Attorney-General Philip Ruddock has backed away from comments in which he claimed Australian terror suspect David would enter into a plea bargain in order to return home.
Source:
AAP
19 Oct 2006 - 12:00 AM  UPDATED 24 Feb 2015 - 12:16 PM

The possibility of Hicks entering into a plea bargain was raised after US President George W Bush yesterday ratified a new system of military commissions following the US Supreme Court's ruling that the original military courts were illegal.

Fairfax newspapers today reported that Mr Ruddock had predicted
Hicks would take a plea bargain.

"... In all likelihood there will be a plea bargain in which Hicks will agree to plead guilty," Mr Ruddock told Fairfax.

However within hours Mr Ruddock clarified his position, saying a plea bargain was just one option open to Hicks.

"That (a plea bargain) is one of the options," Mr Ruddock told
ABC Radio today.

Hicks 'not guilty'
Hicks' US appointed military lawyer Major Michael Mori angrily denied suggestions his client would plead guilty.

"The first I heard about it was when some reporter called me and asked me if I'd seen the story in The Age," he told ABC Radio.

Major Mori said Mr Ruddock made the same claim two years ago.

"It sounds to me again like this minister is trying to mislead the public into thinking David violated some crime when he knows
David didn't violate Australian law or international law."

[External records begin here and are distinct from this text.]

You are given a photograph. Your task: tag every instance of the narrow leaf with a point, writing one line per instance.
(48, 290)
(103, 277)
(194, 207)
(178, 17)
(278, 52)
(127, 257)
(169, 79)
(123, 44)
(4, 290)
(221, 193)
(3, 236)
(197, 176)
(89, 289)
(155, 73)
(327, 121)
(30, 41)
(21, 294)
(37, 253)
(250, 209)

Hicks' father says there is no reason for his son to plead guilty.

"If he's guilty of something he would have pleaded guilty in the last lot, if he's not guilty of anything he won't plead guilty," Terry Hicks told ABC Radio.

Mr Ruddock said there were other options available to David Hicks.

"He could plead not guilty and if he was found to be not guilty, in our view, we would be seeking his return to Australia as we did in relation to Mamdouh Habib," he said.

"If he were found to be guilty, there would be the question of penalty, and we have negotiated with the United States a prisoner-exchange agreement and we are in the process of updating that agreement to take into account the new form of military commission."

Hicks is being held in solitary confinement at the US high security prison at Guantanamo Bay in Cuba. He has been held there for about five years.

The 31-year-old had previously pleaded not guilty to charges of conspiracy, attempted murder and aiding the enemy.

But those charges were dropped following a US Supreme Court ruling in June that declared the military tribunals set up to try Hicks and other Guantanamo Bay inmates illegal.